Friday, May 10, 2013

Staff Picks

Two of my favorite recent novels couldn’t be more different.

The Dinner by Herman Koch is a novel originally published in the Netherlands which has become an international bestseller.  Two couples meet at a fancy restaurant and, as they eat their very sophisticated dinner, more is revealed about their relationships and the real reason they have met: to discuss a terrible crime committed by their teenaged sons.  Critics have compared The Dinner to another hot novel, Gillian Flynn’s Gone Girl.  (I liked Gone Girl, but I liked The Dinner more.)  Claire Messud writes in The New York Times: “There is a bracing nastiness to this book that grows ever more intense with the turning of its pages.  It will not please those who seek the cozy, the redemptive or the uplifting.”

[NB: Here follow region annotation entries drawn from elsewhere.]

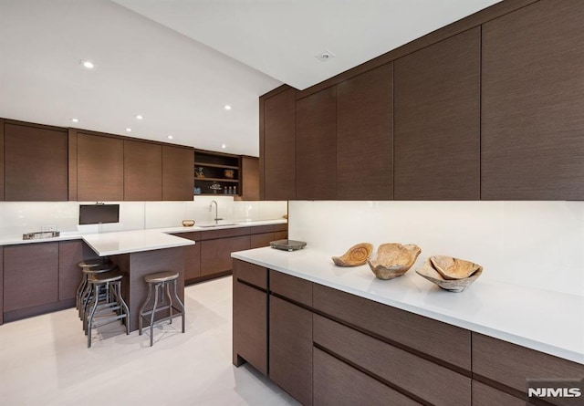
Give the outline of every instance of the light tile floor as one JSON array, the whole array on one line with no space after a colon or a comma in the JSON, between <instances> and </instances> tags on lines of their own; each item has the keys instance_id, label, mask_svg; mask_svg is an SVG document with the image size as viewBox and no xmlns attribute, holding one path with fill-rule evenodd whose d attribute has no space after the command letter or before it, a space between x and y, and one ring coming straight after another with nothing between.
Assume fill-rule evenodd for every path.
<instances>
[{"instance_id":1,"label":"light tile floor","mask_svg":"<svg viewBox=\"0 0 584 406\"><path fill-rule=\"evenodd\" d=\"M2 405L288 405L294 399L231 363L231 276L187 286L180 318L149 335L100 328L87 348L75 309L0 326Z\"/></svg>"}]
</instances>

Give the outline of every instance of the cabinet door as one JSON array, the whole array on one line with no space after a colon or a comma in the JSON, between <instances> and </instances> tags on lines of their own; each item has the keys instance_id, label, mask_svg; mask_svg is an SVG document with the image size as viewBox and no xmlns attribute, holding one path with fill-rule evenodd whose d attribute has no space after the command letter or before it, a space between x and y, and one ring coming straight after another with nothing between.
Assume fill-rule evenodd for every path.
<instances>
[{"instance_id":1,"label":"cabinet door","mask_svg":"<svg viewBox=\"0 0 584 406\"><path fill-rule=\"evenodd\" d=\"M267 280L266 269L234 260L233 363L249 362L267 374L267 292L238 282L238 270L252 268L260 280Z\"/></svg>"},{"instance_id":2,"label":"cabinet door","mask_svg":"<svg viewBox=\"0 0 584 406\"><path fill-rule=\"evenodd\" d=\"M58 243L58 300L75 298L82 276L78 264L98 256L82 240Z\"/></svg>"},{"instance_id":3,"label":"cabinet door","mask_svg":"<svg viewBox=\"0 0 584 406\"><path fill-rule=\"evenodd\" d=\"M123 141L78 133L77 148L78 200L123 200Z\"/></svg>"},{"instance_id":4,"label":"cabinet door","mask_svg":"<svg viewBox=\"0 0 584 406\"><path fill-rule=\"evenodd\" d=\"M396 200L479 200L481 31L395 61Z\"/></svg>"},{"instance_id":5,"label":"cabinet door","mask_svg":"<svg viewBox=\"0 0 584 406\"><path fill-rule=\"evenodd\" d=\"M124 200L162 200L162 147L124 141Z\"/></svg>"},{"instance_id":6,"label":"cabinet door","mask_svg":"<svg viewBox=\"0 0 584 406\"><path fill-rule=\"evenodd\" d=\"M483 26L481 198L584 199L584 2Z\"/></svg>"},{"instance_id":7,"label":"cabinet door","mask_svg":"<svg viewBox=\"0 0 584 406\"><path fill-rule=\"evenodd\" d=\"M393 198L393 68L337 85L337 198Z\"/></svg>"},{"instance_id":8,"label":"cabinet door","mask_svg":"<svg viewBox=\"0 0 584 406\"><path fill-rule=\"evenodd\" d=\"M4 130L5 200L67 201L67 130L12 123Z\"/></svg>"},{"instance_id":9,"label":"cabinet door","mask_svg":"<svg viewBox=\"0 0 584 406\"><path fill-rule=\"evenodd\" d=\"M270 296L269 377L303 405L312 404L312 312Z\"/></svg>"},{"instance_id":10,"label":"cabinet door","mask_svg":"<svg viewBox=\"0 0 584 406\"><path fill-rule=\"evenodd\" d=\"M193 200L193 165L192 149L162 146L162 200Z\"/></svg>"},{"instance_id":11,"label":"cabinet door","mask_svg":"<svg viewBox=\"0 0 584 406\"><path fill-rule=\"evenodd\" d=\"M263 200L296 198L296 90L288 88L264 100L260 136Z\"/></svg>"},{"instance_id":12,"label":"cabinet door","mask_svg":"<svg viewBox=\"0 0 584 406\"><path fill-rule=\"evenodd\" d=\"M242 157L241 174L242 200L259 200L259 160Z\"/></svg>"},{"instance_id":13,"label":"cabinet door","mask_svg":"<svg viewBox=\"0 0 584 406\"><path fill-rule=\"evenodd\" d=\"M231 253L249 249L249 235L201 242L201 276L231 271Z\"/></svg>"},{"instance_id":14,"label":"cabinet door","mask_svg":"<svg viewBox=\"0 0 584 406\"><path fill-rule=\"evenodd\" d=\"M320 90L296 103L296 198L337 198L335 87Z\"/></svg>"},{"instance_id":15,"label":"cabinet door","mask_svg":"<svg viewBox=\"0 0 584 406\"><path fill-rule=\"evenodd\" d=\"M4 248L4 311L58 300L58 243Z\"/></svg>"}]
</instances>

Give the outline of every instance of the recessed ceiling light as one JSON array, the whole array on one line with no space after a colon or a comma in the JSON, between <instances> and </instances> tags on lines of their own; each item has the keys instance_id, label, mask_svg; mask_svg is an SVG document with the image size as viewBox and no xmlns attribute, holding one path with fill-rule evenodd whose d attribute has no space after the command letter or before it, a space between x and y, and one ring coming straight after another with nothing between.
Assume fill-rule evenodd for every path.
<instances>
[{"instance_id":1,"label":"recessed ceiling light","mask_svg":"<svg viewBox=\"0 0 584 406\"><path fill-rule=\"evenodd\" d=\"M83 68L87 68L88 69L93 69L95 68L95 65L90 60L81 59L79 63L83 65Z\"/></svg>"},{"instance_id":2,"label":"recessed ceiling light","mask_svg":"<svg viewBox=\"0 0 584 406\"><path fill-rule=\"evenodd\" d=\"M315 55L315 57L318 59L320 62L327 62L332 59L333 57L335 57L335 54L333 54L328 49L325 49L324 51L318 52L317 55Z\"/></svg>"}]
</instances>

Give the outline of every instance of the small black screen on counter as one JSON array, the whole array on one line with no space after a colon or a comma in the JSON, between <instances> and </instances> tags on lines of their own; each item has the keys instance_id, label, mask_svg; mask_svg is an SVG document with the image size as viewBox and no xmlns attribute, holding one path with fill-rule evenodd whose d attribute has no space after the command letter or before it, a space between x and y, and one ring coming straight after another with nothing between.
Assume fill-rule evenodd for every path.
<instances>
[{"instance_id":1,"label":"small black screen on counter","mask_svg":"<svg viewBox=\"0 0 584 406\"><path fill-rule=\"evenodd\" d=\"M120 223L120 204L79 204L79 224Z\"/></svg>"}]
</instances>

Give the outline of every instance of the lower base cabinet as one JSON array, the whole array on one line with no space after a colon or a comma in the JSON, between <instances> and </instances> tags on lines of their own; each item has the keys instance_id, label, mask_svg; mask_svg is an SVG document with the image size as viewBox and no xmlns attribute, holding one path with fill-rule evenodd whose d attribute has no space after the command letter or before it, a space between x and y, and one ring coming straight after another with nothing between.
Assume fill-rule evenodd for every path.
<instances>
[{"instance_id":1,"label":"lower base cabinet","mask_svg":"<svg viewBox=\"0 0 584 406\"><path fill-rule=\"evenodd\" d=\"M234 364L249 362L303 405L579 404L526 388L527 378L581 380L582 364L245 261L233 267Z\"/></svg>"},{"instance_id":2,"label":"lower base cabinet","mask_svg":"<svg viewBox=\"0 0 584 406\"><path fill-rule=\"evenodd\" d=\"M313 362L315 405L420 404L318 348L314 349Z\"/></svg>"}]
</instances>

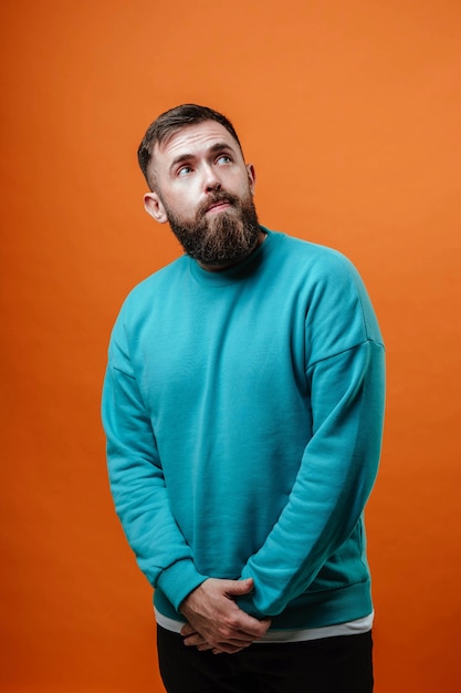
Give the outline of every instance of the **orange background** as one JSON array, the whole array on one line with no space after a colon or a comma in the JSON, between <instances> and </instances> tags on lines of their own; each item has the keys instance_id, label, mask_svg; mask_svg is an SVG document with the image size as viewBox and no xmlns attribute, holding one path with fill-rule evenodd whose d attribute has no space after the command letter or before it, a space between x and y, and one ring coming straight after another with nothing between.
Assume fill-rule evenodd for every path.
<instances>
[{"instance_id":1,"label":"orange background","mask_svg":"<svg viewBox=\"0 0 461 693\"><path fill-rule=\"evenodd\" d=\"M368 506L377 693L460 685L461 4L3 0L2 691L161 691L99 425L127 291L178 255L135 152L233 120L268 226L356 263L388 351Z\"/></svg>"}]
</instances>

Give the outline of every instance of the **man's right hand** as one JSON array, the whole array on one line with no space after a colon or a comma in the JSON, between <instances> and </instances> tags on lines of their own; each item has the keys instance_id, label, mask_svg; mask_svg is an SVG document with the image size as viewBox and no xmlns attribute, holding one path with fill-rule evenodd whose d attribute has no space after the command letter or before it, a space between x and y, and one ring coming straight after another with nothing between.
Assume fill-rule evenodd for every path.
<instances>
[{"instance_id":1,"label":"man's right hand","mask_svg":"<svg viewBox=\"0 0 461 693\"><path fill-rule=\"evenodd\" d=\"M180 606L187 619L181 634L185 644L214 653L233 654L264 635L271 619L259 621L240 609L235 598L248 594L253 580L209 578L196 588Z\"/></svg>"}]
</instances>

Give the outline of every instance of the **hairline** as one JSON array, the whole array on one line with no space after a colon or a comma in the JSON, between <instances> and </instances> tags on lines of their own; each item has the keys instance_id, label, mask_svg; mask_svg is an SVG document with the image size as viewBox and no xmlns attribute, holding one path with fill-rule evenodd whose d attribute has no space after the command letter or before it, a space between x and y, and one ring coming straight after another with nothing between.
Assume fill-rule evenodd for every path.
<instances>
[{"instance_id":1,"label":"hairline","mask_svg":"<svg viewBox=\"0 0 461 693\"><path fill-rule=\"evenodd\" d=\"M243 162L244 162L243 148L242 148L242 145L240 144L240 141L239 141L238 136L235 136L235 135L237 135L237 133L235 133L235 135L233 135L233 134L232 134L232 132L230 132L230 131L226 127L226 125L223 125L222 123L220 123L219 121L217 121L217 120L214 120L214 118L212 118L212 117L206 118L206 120L203 120L203 121L198 121L198 122L196 122L196 123L184 123L184 124L178 125L178 126L176 126L176 127L175 127L175 126L172 126L172 127L171 127L171 128L169 128L167 132L163 133L163 134L161 134L161 136L160 136L160 137L158 137L158 138L156 139L156 142L153 144L153 146L151 146L151 148L150 148L150 159L149 159L149 163L148 163L148 165L147 165L147 167L146 167L146 173L147 173L146 179L147 179L147 183L148 183L148 185L149 185L149 187L150 187L150 189L151 189L153 192L156 192L157 194L158 194L158 192L159 192L159 190L158 190L158 187L159 187L159 186L158 186L158 185L155 183L155 180L154 180L154 177L155 177L155 175L154 175L154 169L155 169L155 152L156 152L156 149L157 149L158 152L161 152L161 149L165 149L165 147L166 147L166 146L168 146L168 143L169 143L169 142L170 142L170 141L175 137L175 135L177 135L178 133L180 133L180 132L181 132L181 131L184 131L184 130L187 130L187 128L190 128L190 127L196 127L196 126L198 126L198 125L202 125L202 124L205 124L205 123L216 123L217 125L220 125L220 126L222 127L222 130L223 130L226 133L228 133L228 135L229 135L229 136L232 138L232 141L235 143L237 148L238 148L238 149L239 149L239 152L241 153L242 158L243 158ZM217 147L218 147L218 146L221 146L221 145L222 145L222 146L228 146L224 142L222 142L222 143L220 142L220 143L218 143L217 145L213 145L213 146L217 146Z\"/></svg>"}]
</instances>

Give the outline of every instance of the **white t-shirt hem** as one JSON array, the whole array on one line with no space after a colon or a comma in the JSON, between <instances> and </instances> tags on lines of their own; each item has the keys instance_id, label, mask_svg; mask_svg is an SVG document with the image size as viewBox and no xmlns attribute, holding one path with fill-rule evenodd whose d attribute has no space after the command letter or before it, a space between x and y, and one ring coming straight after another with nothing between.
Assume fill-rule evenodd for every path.
<instances>
[{"instance_id":1,"label":"white t-shirt hem","mask_svg":"<svg viewBox=\"0 0 461 693\"><path fill-rule=\"evenodd\" d=\"M180 633L184 623L175 621L164 616L155 609L155 618L158 625L174 633ZM335 625L323 625L322 628L305 628L293 630L269 630L263 638L255 641L260 643L283 643L283 642L304 642L306 640L319 640L321 638L335 638L337 635L358 635L367 633L371 630L374 612L364 617L348 621L347 623L337 623Z\"/></svg>"}]
</instances>

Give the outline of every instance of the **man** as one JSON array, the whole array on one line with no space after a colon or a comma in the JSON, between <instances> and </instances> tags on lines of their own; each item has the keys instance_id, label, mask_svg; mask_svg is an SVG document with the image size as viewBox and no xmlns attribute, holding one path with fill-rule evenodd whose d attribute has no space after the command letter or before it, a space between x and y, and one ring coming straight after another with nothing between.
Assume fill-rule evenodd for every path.
<instances>
[{"instance_id":1,"label":"man","mask_svg":"<svg viewBox=\"0 0 461 693\"><path fill-rule=\"evenodd\" d=\"M216 111L164 113L138 158L185 255L122 308L103 421L166 690L368 693L384 346L362 280L260 226Z\"/></svg>"}]
</instances>

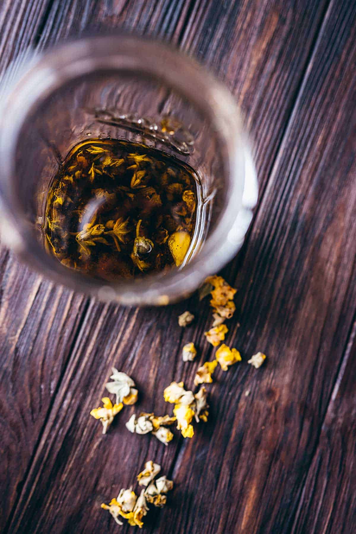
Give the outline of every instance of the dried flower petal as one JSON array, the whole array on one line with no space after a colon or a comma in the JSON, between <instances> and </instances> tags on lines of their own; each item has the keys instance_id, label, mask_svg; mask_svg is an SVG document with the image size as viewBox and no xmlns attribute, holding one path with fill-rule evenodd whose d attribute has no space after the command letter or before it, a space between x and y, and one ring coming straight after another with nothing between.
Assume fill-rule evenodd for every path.
<instances>
[{"instance_id":1,"label":"dried flower petal","mask_svg":"<svg viewBox=\"0 0 356 534\"><path fill-rule=\"evenodd\" d=\"M165 445L168 445L169 442L172 441L173 438L173 434L166 427L160 427L158 430L152 432L152 434Z\"/></svg>"},{"instance_id":2,"label":"dried flower petal","mask_svg":"<svg viewBox=\"0 0 356 534\"><path fill-rule=\"evenodd\" d=\"M120 490L120 492L117 499L117 502L124 514L132 512L137 500L137 496L132 488L129 490Z\"/></svg>"},{"instance_id":3,"label":"dried flower petal","mask_svg":"<svg viewBox=\"0 0 356 534\"><path fill-rule=\"evenodd\" d=\"M201 367L200 367L196 371L194 378L194 386L203 383L209 384L212 382L211 374L215 371L217 364L216 360L214 360L213 362L205 362Z\"/></svg>"},{"instance_id":4,"label":"dried flower petal","mask_svg":"<svg viewBox=\"0 0 356 534\"><path fill-rule=\"evenodd\" d=\"M196 356L196 349L194 343L187 343L182 351L183 362L193 362Z\"/></svg>"},{"instance_id":5,"label":"dried flower petal","mask_svg":"<svg viewBox=\"0 0 356 534\"><path fill-rule=\"evenodd\" d=\"M161 470L161 466L154 464L152 460L146 462L145 469L137 475L137 480L140 486L147 486L151 481L158 475Z\"/></svg>"},{"instance_id":6,"label":"dried flower petal","mask_svg":"<svg viewBox=\"0 0 356 534\"><path fill-rule=\"evenodd\" d=\"M160 427L161 427L163 425L173 425L176 420L175 417L172 417L171 415L162 415L157 417L153 413L151 414L151 419L150 420L152 421L153 428L155 430L158 430Z\"/></svg>"},{"instance_id":7,"label":"dried flower petal","mask_svg":"<svg viewBox=\"0 0 356 534\"><path fill-rule=\"evenodd\" d=\"M114 418L121 411L123 404L122 403L113 404L108 397L104 397L101 399L103 404L102 408L94 408L92 410L90 415L96 419L100 419L102 423L102 433L106 434L108 428L114 421Z\"/></svg>"},{"instance_id":8,"label":"dried flower petal","mask_svg":"<svg viewBox=\"0 0 356 534\"><path fill-rule=\"evenodd\" d=\"M160 493L167 493L173 489L173 481L169 480L165 475L156 480L156 486Z\"/></svg>"},{"instance_id":9,"label":"dried flower petal","mask_svg":"<svg viewBox=\"0 0 356 534\"><path fill-rule=\"evenodd\" d=\"M116 396L116 403L134 404L137 400L138 391L135 388L135 382L126 374L113 367L113 374L110 377L113 382L108 382L105 387L109 393Z\"/></svg>"},{"instance_id":10,"label":"dried flower petal","mask_svg":"<svg viewBox=\"0 0 356 534\"><path fill-rule=\"evenodd\" d=\"M187 232L175 232L168 240L168 246L177 267L181 265L191 244Z\"/></svg>"},{"instance_id":11,"label":"dried flower petal","mask_svg":"<svg viewBox=\"0 0 356 534\"><path fill-rule=\"evenodd\" d=\"M230 365L233 365L236 362L241 361L240 352L236 349L230 349L225 343L223 343L215 352L215 358L221 366L223 371L227 371Z\"/></svg>"},{"instance_id":12,"label":"dried flower petal","mask_svg":"<svg viewBox=\"0 0 356 534\"><path fill-rule=\"evenodd\" d=\"M145 490L143 490L133 508L132 516L128 517L129 524L132 527L137 525L141 529L144 525L143 517L147 515L148 511L148 507L145 496Z\"/></svg>"},{"instance_id":13,"label":"dried flower petal","mask_svg":"<svg viewBox=\"0 0 356 534\"><path fill-rule=\"evenodd\" d=\"M198 392L194 395L195 398L195 410L194 417L197 423L201 419L205 423L208 421L209 415L209 404L207 402L208 394L207 390L202 386Z\"/></svg>"},{"instance_id":14,"label":"dried flower petal","mask_svg":"<svg viewBox=\"0 0 356 534\"><path fill-rule=\"evenodd\" d=\"M214 318L214 320L212 323L212 326L218 326L219 325L222 325L224 322L226 317L223 317L221 315L219 315L218 313L213 313L212 316Z\"/></svg>"},{"instance_id":15,"label":"dried flower petal","mask_svg":"<svg viewBox=\"0 0 356 534\"><path fill-rule=\"evenodd\" d=\"M189 211L193 211L195 208L195 195L190 189L183 193L182 198L187 205Z\"/></svg>"},{"instance_id":16,"label":"dried flower petal","mask_svg":"<svg viewBox=\"0 0 356 534\"><path fill-rule=\"evenodd\" d=\"M104 510L109 511L118 525L123 525L123 523L118 519L118 516L122 515L122 514L121 513L121 507L116 499L112 499L108 505L102 502L100 506Z\"/></svg>"},{"instance_id":17,"label":"dried flower petal","mask_svg":"<svg viewBox=\"0 0 356 534\"><path fill-rule=\"evenodd\" d=\"M184 313L178 317L178 324L179 326L188 326L193 322L194 316L190 311L185 311Z\"/></svg>"},{"instance_id":18,"label":"dried flower petal","mask_svg":"<svg viewBox=\"0 0 356 534\"><path fill-rule=\"evenodd\" d=\"M263 354L263 352L257 352L257 354L254 354L251 359L249 360L247 363L251 364L254 367L258 369L264 363L265 359L265 354Z\"/></svg>"},{"instance_id":19,"label":"dried flower petal","mask_svg":"<svg viewBox=\"0 0 356 534\"><path fill-rule=\"evenodd\" d=\"M220 342L225 339L225 335L228 332L228 328L226 325L219 325L218 326L210 328L208 332L205 333L204 335L213 347L217 347Z\"/></svg>"},{"instance_id":20,"label":"dried flower petal","mask_svg":"<svg viewBox=\"0 0 356 534\"><path fill-rule=\"evenodd\" d=\"M171 404L179 403L181 404L189 405L194 402L194 396L192 391L187 391L184 387L184 383L180 382L172 382L163 391L164 400Z\"/></svg>"},{"instance_id":21,"label":"dried flower petal","mask_svg":"<svg viewBox=\"0 0 356 534\"><path fill-rule=\"evenodd\" d=\"M147 416L140 415L136 419L133 414L126 423L126 428L132 434L145 434L152 431L153 425Z\"/></svg>"},{"instance_id":22,"label":"dried flower petal","mask_svg":"<svg viewBox=\"0 0 356 534\"><path fill-rule=\"evenodd\" d=\"M186 404L176 404L173 413L177 418L177 428L181 430L183 437L192 437L194 432L193 426L189 423L194 417L194 412L192 408Z\"/></svg>"},{"instance_id":23,"label":"dried flower petal","mask_svg":"<svg viewBox=\"0 0 356 534\"><path fill-rule=\"evenodd\" d=\"M236 290L229 285L221 276L209 277L206 281L214 286L211 292L212 300L215 303L214 305L224 306L228 301L233 299Z\"/></svg>"},{"instance_id":24,"label":"dried flower petal","mask_svg":"<svg viewBox=\"0 0 356 534\"><path fill-rule=\"evenodd\" d=\"M214 301L210 301L210 305L213 307L216 313L224 319L231 319L236 310L233 301L227 301L224 306L216 304Z\"/></svg>"},{"instance_id":25,"label":"dried flower petal","mask_svg":"<svg viewBox=\"0 0 356 534\"><path fill-rule=\"evenodd\" d=\"M203 299L205 299L209 293L211 293L214 288L214 286L212 284L210 284L209 282L206 281L204 282L202 286L201 286L198 289L198 294L199 295L199 300L202 300Z\"/></svg>"}]
</instances>

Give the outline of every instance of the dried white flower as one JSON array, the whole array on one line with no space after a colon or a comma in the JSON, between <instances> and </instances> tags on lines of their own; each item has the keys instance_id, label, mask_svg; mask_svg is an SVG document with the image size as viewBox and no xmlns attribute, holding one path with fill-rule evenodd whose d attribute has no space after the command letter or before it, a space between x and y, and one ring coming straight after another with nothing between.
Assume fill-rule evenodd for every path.
<instances>
[{"instance_id":1,"label":"dried white flower","mask_svg":"<svg viewBox=\"0 0 356 534\"><path fill-rule=\"evenodd\" d=\"M187 343L182 351L183 362L193 362L196 356L196 349L194 343Z\"/></svg>"},{"instance_id":2,"label":"dried white flower","mask_svg":"<svg viewBox=\"0 0 356 534\"><path fill-rule=\"evenodd\" d=\"M255 368L258 369L264 363L265 359L265 354L263 354L263 352L257 352L257 354L254 354L251 359L249 359L247 363L251 364Z\"/></svg>"},{"instance_id":3,"label":"dried white flower","mask_svg":"<svg viewBox=\"0 0 356 534\"><path fill-rule=\"evenodd\" d=\"M161 466L154 464L152 460L146 462L145 469L137 475L138 483L140 486L147 486L161 470Z\"/></svg>"},{"instance_id":4,"label":"dried white flower","mask_svg":"<svg viewBox=\"0 0 356 534\"><path fill-rule=\"evenodd\" d=\"M173 439L173 434L166 427L160 427L157 430L152 434L165 445L168 445L169 442Z\"/></svg>"},{"instance_id":5,"label":"dried white flower","mask_svg":"<svg viewBox=\"0 0 356 534\"><path fill-rule=\"evenodd\" d=\"M114 381L105 384L108 391L116 396L116 404L123 402L124 404L134 404L137 400L138 394L135 387L135 382L125 373L118 371L115 367L113 367L112 371L113 374L110 378Z\"/></svg>"},{"instance_id":6,"label":"dried white flower","mask_svg":"<svg viewBox=\"0 0 356 534\"><path fill-rule=\"evenodd\" d=\"M179 326L188 326L193 322L194 316L190 311L185 311L184 313L178 317L178 324Z\"/></svg>"},{"instance_id":7,"label":"dried white flower","mask_svg":"<svg viewBox=\"0 0 356 534\"><path fill-rule=\"evenodd\" d=\"M145 434L152 431L153 425L146 415L140 415L136 419L133 414L126 423L126 428L133 434Z\"/></svg>"}]
</instances>

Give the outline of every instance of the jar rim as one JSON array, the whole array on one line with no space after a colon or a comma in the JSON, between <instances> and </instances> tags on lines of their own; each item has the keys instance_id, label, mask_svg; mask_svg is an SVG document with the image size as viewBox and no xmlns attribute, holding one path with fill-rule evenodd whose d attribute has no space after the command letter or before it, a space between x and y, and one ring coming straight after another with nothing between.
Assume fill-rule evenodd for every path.
<instances>
[{"instance_id":1,"label":"jar rim","mask_svg":"<svg viewBox=\"0 0 356 534\"><path fill-rule=\"evenodd\" d=\"M0 157L5 162L0 191L4 208L12 215L15 229L21 238L22 248L17 252L22 257L55 281L76 290L101 300L133 305L165 304L178 300L182 294L194 291L207 276L218 271L234 255L238 248L233 239L229 241L228 235L242 207L247 140L241 114L232 96L205 67L167 44L117 33L73 40L36 54L29 62L27 58L25 63L0 110L3 117ZM28 225L21 218L14 217L16 210L20 210L15 195L4 193L6 187L12 191L14 172L14 162L8 155L14 153L22 125L34 106L64 83L95 72L99 67L113 71L138 70L162 80L209 117L226 147L226 172L230 179L228 200L220 220L201 250L181 269L172 270L164 277L157 273L132 281L125 279L106 282L87 279L74 270L68 272L59 262L54 269L53 258L42 249Z\"/></svg>"}]
</instances>

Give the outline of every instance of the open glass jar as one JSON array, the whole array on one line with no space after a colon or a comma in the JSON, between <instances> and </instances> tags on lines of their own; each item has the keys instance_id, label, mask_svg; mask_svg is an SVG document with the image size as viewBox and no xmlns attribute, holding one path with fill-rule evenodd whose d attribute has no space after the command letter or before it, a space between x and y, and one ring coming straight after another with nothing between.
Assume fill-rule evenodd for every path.
<instances>
[{"instance_id":1,"label":"open glass jar","mask_svg":"<svg viewBox=\"0 0 356 534\"><path fill-rule=\"evenodd\" d=\"M241 247L257 201L254 167L230 93L193 60L122 35L69 42L30 60L0 114L2 239L54 281L126 305L188 295ZM44 246L45 203L71 148L125 139L163 151L200 177L199 224L179 268L107 282L69 269Z\"/></svg>"}]
</instances>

 Much less misanthropic is The Interestings by Meg Wolitzer, a sweeping novel that follows the lives of a group of six creative people who meet as teenagers at a summer camp for the arts.  It is a very satisfying read about love and friendship, with likable characters.  Critics have compared The Interestings to Freedom by Jonathan Franzen and The Marriage Plot by Jeffrey Eugenides.  (I liked Freedom and The Marriage Plot, but I liked The Interestings more.)